Mesma idade que eu aprendi.
Minha mãe me ensinou, que era pra comprar roupa e calçado. E pra comprar o material da escola. Mas eu ia pra escola e voltava do caminho. Me escondia e ia tomar banho no riacho. Aí, pronto.
Assim, que meu sonho desde criança é ser professora
Agora eu pego no pé dela pra ela (a mãe) ter estudo, que faz falta um estudo.
Assim, que meu sonho desde criança é ser professora. Não sei por quê. Aí a única coisa que eu tenho vontade de trabalhar é só com ser professora. Assim, (de) matemática, que é a matéria que eu mais gosto.
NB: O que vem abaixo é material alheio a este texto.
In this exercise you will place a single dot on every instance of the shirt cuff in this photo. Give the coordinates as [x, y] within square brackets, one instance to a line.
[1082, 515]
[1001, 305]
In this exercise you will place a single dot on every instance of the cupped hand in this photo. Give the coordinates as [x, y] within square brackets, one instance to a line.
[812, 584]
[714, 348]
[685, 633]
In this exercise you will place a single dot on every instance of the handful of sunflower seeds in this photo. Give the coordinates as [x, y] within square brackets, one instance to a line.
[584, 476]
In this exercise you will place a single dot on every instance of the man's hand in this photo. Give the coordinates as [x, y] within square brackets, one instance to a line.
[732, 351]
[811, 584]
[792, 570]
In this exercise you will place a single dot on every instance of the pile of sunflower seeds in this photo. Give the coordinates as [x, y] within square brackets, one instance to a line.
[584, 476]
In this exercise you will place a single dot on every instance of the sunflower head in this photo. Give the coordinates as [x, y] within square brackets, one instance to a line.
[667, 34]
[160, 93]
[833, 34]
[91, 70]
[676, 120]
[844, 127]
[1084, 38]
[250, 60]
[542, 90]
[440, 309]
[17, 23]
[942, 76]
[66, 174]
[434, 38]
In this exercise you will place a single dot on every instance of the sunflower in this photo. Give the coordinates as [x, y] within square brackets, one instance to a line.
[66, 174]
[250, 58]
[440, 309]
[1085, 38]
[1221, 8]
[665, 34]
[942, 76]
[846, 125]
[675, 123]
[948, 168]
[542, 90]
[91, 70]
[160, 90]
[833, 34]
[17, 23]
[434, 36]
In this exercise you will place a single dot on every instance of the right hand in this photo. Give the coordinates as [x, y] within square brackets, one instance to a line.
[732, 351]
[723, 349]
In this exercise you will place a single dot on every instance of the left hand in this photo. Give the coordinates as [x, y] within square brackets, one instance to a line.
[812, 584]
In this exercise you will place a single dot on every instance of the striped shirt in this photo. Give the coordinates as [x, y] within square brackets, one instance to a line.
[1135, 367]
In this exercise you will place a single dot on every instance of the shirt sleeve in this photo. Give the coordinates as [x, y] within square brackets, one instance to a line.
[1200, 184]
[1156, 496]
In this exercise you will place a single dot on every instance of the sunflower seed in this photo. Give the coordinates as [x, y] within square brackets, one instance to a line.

Normalmente, sei lá, é porque eu quero passar o que eu aprendi pra outras pessoas que não saibam ainda. Minha ideia é isso. E também porque, assim, todo, sempre no começo do ano os professores perguntam: “qual a profissão que você quer ter?”. Eu sempre digo: “professora”. Até meus amigos mesmo que já estudam comigo há muito tempo fica, assim, perguntam por que que eu quero ser professora. Aí eu digo: “sei não, porque eu quero ensinar o que eu aprendi às outras pessoas”. Aí eles dizem: “tu tá é doida de ser professora”.
(A renascença) Eu ensinei à minha irmã algumas… à minha tia também, que ela não sabia a “sianinha”. Aí eu ensinei. Foi… é, legal. Deu muita risada porque ela errou, mas ela aprendeu num instante. Eu fiz, comecei, aí depois ela fez, aí aprendeu. Ela olhou pelo que eu fiz.
Porque, se não tiver paciência, demora mais ainda pra aprender. Porque tem, assim, quando tão me incomodando eu fico sem paciência. Aí começo logo a gritar.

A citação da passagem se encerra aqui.